SD: standard deviation; MSIS: Multiple Sclerosis Impact Scale; EDSS: Expanded Disability Status Scale; IQR: interquartile range; PCS: Physical Component Summary; MCS: Mental Component Summary; NHPT: Nine Hole Peg Test; SDMT: Symbol Digit Modalities Test.
Change in HRQOL summary scores
SF-36 and MSIS-29 summary scores changed little over the 2-year duration of this trial. The MSIS-29 physical at baseline was 50.8 (SD 20.2) compared to 50.5 (SD 23.3) at week 96. The MSIS-29 psychological score was 39.1 (SD 22.4) at baseline, compared to 36.7 (SD 23.9) at week 96. The SF-36 PCS was 33.3 (SD 7.9) at baseline, compared to 33.5 (SD 8.6) at week 96, and the SF-36 MCS was 47.0 (SD 10.6) at baseline, compared to 47.7 (10.7) at week 96. 14 There was little overall change in PROM summary scores from baseline throughout the trial (Figure 1). The median change in all summary scores was about equal in the positive and the negative direction and averaged approximately zero (Figure 1).

Change from baseline in the four HRQOL summary scores: MSIS Physical (a), MSIS Psychological (b), SF-36 PCS (c), and SF-36 MCS (d). There is overall little change in all four investigated summary scores over the 96 weeks of follow-up in ASCEND. PCS: Physical Component Summary, MCS: Mental Component Summary.
Significant PROM change over time
For the MSIS-29 physical, the percentage of patients with unconfirmed significant worsening increased slightly but steadily throughout the trial, from 26.9% at week 24% to 32.1% at week 96 (Table 2 and Figure 2).
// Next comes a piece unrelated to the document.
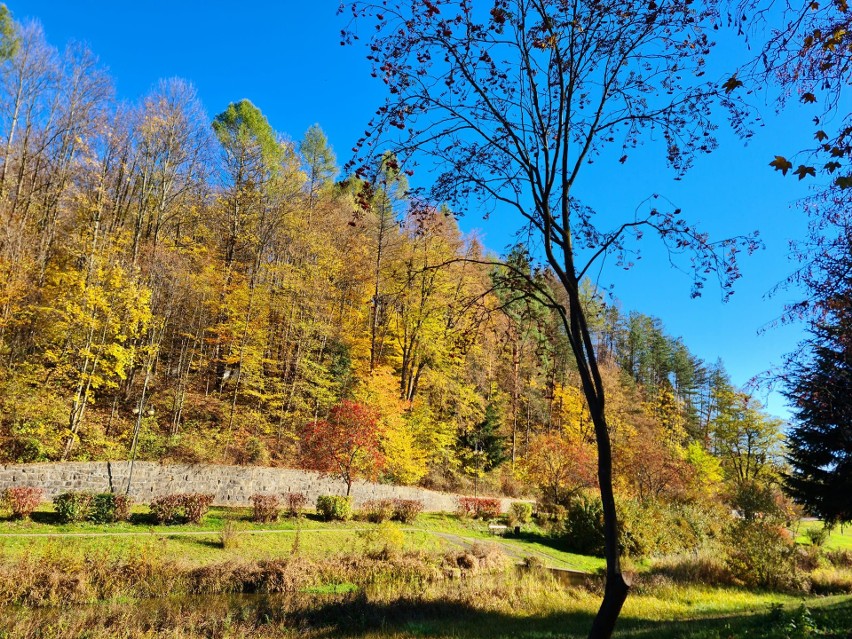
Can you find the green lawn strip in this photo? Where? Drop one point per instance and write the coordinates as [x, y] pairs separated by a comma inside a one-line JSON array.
[[205, 548], [200, 543], [839, 539], [556, 558], [44, 521]]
Worsening on the other PROM summary scores did not show a consistent pattern, and was quite stable over the course of follow-up. Remarkably, the proportion of participants with significant improvement on the PROM summary scores compared to baseline was similar or higher compared to those with significant worsening (Table 2). These findings on PROM worsening stand in contrast to worsening on the physical disability measures EDSS and T25FW, which showed a steady increase in worsening events (Table 2 and Figure 2).
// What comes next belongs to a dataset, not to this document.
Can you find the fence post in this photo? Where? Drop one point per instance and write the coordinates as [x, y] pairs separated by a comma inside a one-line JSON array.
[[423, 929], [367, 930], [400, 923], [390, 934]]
Proportion of patients with significant change (worsening or improvement) in EDSS, T25FW and HRQOL measures over 2 years of follow-up compared to the baseline visit.
EDSS: Expanded Disability Status Scale; MSIS: Multiple Sclerosis Impact Scale; PCS: Physical Component Summary; MCS: Mental Component Summary; 6M: 6 months; 12M: 12 months; SD: standard deviation.
Higher scores on MSIS-29 indicate worse HRQOL, and higher scores on the SF-36 indicate better HRQOL.

Significant unconfirmed worsening and improvement on the EDSS (a), T25FW (b) and the four HRQOL summary scores: MSIS Physical (c), MSIS Psychological (dSF), -36 PCS (eSF), and -36 MCS (f) over the course of the trial compared to baseline. While the disability outcomes EDSS and T25FW show a steady increase in worsening events throughout follow-up, there is little change in and no consistent trend in the HRQOL measures. Throughout the trial, participants were at least as likely to report improvement as worsening in HRQOL.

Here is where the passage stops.